Zoo-AG

Dies ist eine Archivseite mit dem inhaltlichen Stand von 2004 und wird nicht aktualisiert. Sie zeigt den damaligen Stand der Zoos und bleibt als historisches Dokument online.

Dieser Bericht stammt von Marco Smeets, der ihn uns freundlicherweise zur Verfügung stellte.


Zoo-Bericht


 Vogelpark Marlow


Der privat geführte Park ist zwischen Rostock und Stralsund unübersehbar oft angekündigt, sodass sich ein Besuch gewissermaßen aufdrängt.



Störche

Gleich zu Anfang des Besuches am Sonntag, 23. März 2003 standen wir um etwa 9.40 Uhr zunächst vor verschlossenen Toren. An sich nichts besonderes, es gab jedoch weit und breit kein Schild mit Besucherinfos wie z.B. den Öffnungszeiten. Doch um 10 Uhr erhielten wir und die 6 anderen Wartenden dann doch Einlass. Leider gab es auch keinerlei Infoblättchen mit Zooplan etc., obwohl wir so etwas anderswo (z. B. im Meeresmuseum Stralsund) sehrwohl fanden. Aber egal.

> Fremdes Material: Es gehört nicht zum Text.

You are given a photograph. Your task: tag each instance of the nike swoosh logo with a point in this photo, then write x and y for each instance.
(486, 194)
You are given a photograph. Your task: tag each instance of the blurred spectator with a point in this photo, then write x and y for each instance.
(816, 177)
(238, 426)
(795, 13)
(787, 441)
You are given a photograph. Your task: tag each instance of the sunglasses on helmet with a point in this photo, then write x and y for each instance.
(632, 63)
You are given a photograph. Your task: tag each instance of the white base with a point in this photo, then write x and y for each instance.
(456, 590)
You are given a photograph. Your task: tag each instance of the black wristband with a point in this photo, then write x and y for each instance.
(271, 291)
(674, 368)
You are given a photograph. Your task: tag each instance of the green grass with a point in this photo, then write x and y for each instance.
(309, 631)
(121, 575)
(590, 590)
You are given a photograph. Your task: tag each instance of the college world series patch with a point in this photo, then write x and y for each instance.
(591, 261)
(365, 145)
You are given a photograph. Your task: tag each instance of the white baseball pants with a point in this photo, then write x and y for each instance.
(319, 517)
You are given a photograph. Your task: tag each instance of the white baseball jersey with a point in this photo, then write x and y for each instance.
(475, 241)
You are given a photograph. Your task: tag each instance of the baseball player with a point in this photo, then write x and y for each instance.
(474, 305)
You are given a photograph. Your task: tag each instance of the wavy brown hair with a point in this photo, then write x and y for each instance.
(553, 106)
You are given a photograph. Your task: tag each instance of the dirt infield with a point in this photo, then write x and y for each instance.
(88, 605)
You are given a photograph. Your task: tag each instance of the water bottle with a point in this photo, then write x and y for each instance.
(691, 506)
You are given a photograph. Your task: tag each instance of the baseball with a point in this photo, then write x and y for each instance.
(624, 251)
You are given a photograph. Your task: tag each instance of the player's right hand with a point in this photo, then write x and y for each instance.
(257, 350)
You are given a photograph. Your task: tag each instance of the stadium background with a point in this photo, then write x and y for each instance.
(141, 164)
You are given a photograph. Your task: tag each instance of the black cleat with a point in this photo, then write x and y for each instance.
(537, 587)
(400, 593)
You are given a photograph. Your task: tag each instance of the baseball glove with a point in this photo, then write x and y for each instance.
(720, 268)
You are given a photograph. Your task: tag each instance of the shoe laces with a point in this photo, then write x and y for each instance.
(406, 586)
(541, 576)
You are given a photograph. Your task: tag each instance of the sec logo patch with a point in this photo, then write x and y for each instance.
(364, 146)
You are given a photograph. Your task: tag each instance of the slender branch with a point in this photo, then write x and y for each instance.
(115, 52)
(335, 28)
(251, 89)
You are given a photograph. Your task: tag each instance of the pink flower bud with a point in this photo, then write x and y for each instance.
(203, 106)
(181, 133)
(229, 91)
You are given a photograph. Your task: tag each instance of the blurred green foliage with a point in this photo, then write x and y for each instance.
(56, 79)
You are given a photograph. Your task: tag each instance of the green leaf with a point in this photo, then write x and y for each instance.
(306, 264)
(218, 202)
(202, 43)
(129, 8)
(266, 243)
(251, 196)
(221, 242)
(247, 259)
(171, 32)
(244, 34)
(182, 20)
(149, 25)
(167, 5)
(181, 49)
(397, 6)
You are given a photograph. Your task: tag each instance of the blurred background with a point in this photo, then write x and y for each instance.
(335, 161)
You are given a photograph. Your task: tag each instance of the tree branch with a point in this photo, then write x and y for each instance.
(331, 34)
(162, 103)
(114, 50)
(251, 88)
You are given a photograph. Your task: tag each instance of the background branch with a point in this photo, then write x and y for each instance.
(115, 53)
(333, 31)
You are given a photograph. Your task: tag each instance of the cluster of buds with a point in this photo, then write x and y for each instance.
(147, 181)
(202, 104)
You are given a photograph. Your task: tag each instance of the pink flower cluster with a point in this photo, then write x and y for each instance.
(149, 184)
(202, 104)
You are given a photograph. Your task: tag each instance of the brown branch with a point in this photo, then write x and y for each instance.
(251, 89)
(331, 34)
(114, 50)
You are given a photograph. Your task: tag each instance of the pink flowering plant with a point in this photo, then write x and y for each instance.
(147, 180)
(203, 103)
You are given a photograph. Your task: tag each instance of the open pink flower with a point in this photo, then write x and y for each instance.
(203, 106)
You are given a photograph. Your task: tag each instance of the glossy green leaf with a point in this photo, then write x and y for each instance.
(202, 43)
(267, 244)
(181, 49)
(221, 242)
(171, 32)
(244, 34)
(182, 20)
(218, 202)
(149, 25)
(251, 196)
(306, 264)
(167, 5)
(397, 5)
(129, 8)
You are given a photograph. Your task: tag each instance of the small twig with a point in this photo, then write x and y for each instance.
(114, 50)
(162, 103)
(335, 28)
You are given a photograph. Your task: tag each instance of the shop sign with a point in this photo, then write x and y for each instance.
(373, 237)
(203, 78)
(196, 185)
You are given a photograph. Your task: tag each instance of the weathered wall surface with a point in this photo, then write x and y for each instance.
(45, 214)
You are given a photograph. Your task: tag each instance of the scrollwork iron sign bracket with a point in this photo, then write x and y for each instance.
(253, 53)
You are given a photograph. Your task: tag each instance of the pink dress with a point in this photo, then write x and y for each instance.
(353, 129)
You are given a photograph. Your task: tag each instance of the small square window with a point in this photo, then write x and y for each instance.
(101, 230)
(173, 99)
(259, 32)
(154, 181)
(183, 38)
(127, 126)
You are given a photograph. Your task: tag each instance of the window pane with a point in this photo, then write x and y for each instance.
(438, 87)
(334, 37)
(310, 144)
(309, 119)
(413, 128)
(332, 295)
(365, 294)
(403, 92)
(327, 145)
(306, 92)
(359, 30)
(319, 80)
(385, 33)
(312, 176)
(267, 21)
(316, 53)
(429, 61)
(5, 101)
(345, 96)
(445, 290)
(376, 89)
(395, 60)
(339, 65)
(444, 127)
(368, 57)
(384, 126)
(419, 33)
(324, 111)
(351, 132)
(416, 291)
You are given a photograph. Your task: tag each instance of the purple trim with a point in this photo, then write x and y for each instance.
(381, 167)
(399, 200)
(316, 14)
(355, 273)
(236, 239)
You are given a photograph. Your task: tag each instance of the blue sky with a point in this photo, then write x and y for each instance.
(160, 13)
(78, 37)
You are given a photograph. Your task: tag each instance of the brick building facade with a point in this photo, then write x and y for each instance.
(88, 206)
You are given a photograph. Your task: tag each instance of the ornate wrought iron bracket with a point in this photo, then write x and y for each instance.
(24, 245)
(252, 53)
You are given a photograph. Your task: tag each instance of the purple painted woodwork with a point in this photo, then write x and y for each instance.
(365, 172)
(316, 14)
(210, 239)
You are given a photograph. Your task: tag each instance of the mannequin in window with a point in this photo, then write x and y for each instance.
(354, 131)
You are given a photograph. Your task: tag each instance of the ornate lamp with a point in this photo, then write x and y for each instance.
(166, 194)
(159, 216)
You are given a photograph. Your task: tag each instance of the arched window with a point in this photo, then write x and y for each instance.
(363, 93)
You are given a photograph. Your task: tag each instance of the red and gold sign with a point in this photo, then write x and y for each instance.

Der Park (gegründet 1994) wirkt weitgehend neu und aufgeräumt, an einigen Ecken wurde gebaut. Der matschige Besucherweg (der Bodenfrost taute) führte zunächst vorbei am riesigen Straußengehege und dann zur noch riesigeren Storchenanlage mit grob gezählten 20, z. T. nestbauenden Weißstörchen und einigen Enten. Es müssen auch frei lebende Störche in den Vogelpark kommen, zumindest lassen Nisthilfen auf höheren Säulen darauf schließen.


Ein wenig erschreckend war die hier zum ersten mal gesehene Gestaltung der Teiche im gesamten Park: Sterile Plastikbecken, teilweise mit Maschendrahtzaun ausgelegt, um den ebenfalls im Gehege lebenden Enten den "Ausstieg" zu erleichtern. Zweckmäßig, aber hässlich. Eine Info-Hütte und ein Spielgerät (Stromleitungsnachbildung) informiert anschaulich über den Storchenzug und seine Gefahren.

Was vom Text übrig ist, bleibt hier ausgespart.